I read in one of the poodle books (I think it was Poodle-A Complete Owner's Manual) about a study listing different traits according to color. According to this study, the black poodles seemed to have the most desirable of traits, (didn't bark as much, easy to train, initiate play, etc.) followed by brown, white and apricot. I was a bit disheartened, as I really like the looks of the apricot/reds. Does anyone have experience with the different colors, that can comment on this?

Thank You!


----------



## desertreef (Nov 14, 2009)

LOL... hogwash!


----------



## plumcrazy (Sep 11, 2009)

I know I've seen some more recent threads regarding this subject - but here's a couple of older ones...

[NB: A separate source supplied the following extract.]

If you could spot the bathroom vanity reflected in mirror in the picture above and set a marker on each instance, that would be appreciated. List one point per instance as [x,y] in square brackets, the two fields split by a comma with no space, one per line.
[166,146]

http://www.poodleforum.com/showthread.php?t=344
http://www.poodleforum.com/showthread.php?t=113


----------



## Skye (Feb 19, 2010)

plumcrazy said:


> I know I've seen some more recent threads regarding this subject - but here's a couple of older ones...
> 
> http://www.poodleforum.com/showthread.php?t=344
> http://www.poodleforum.com/showthread.php?t=113


Thank you, thank you...I am new to forums, too! Guess I should have searched this first?


----------



## plumcrazy (Sep 11, 2009)

Here's one more...

http://www.poodleforum.com/showthread.php?t=4178


----------



## BFF (Jun 10, 2009)

I would be a lot more concerned about the breeder and the puppies socialization than what color they are. Socializing a puppy properly is going to make a much bigger difference on the behavior of your companion.

You can also ask a good reputable breeder about temperament testing. However, they will interview you and be able to place you with the right puppy for your environment.


----------



## cerulia (Jan 7, 2010)

Skye said:


> Hello, I am new here and I do not own a poodle at this time. As a child I had a chocolate miniature, and she was a wonderful pet.
> 
> I am researching allergy/kid friendly dogs.
> 
> ...



I have an apricot/cream poodle and she is the sweetest, smartest and most lovely dog I've ever met. She very rarely barks, she's fully housebroken, and she's friendly to everyone!


----------



## Flake (Oct 18, 2009)

While my brown is a gorgeous family dog but really very yappy, purely fault of my own:doh: I've never been consistant working on it but then as a stay at home mum he's got the run of inside/outside as he pleases so it's getting better naturally I think. 

Good luck on your hunt!


----------



## *tina* (Jan 3, 2010)

My black miniature barks when people approach the yard. I believe they were bred to announce the presence of strangers in the beginning. He's not overly yappy, but he lets them know there is a "big, bad dog" back there :lol:


----------



## Winnow (Jan 2, 2010)

I have one apricot and two blacks.

The apricot is totally different then the blacks.

She is from an apricot/apricot breeding and all her siblings and parents are different then my blacks.
Except for her dad who is from a black/apricot breeding.

both my blacks are from a black/black breeding.

She is not different in a bad way but different. 

She is more active, sometimes more nervous, and barks more.
She is also super smart and the most loyal pet.

My blacks don't bark that much, love all and are just more easy going.

I love them all and the apricot is a favorite in my family, my dad loves her. she has attitude and huge personality.


----------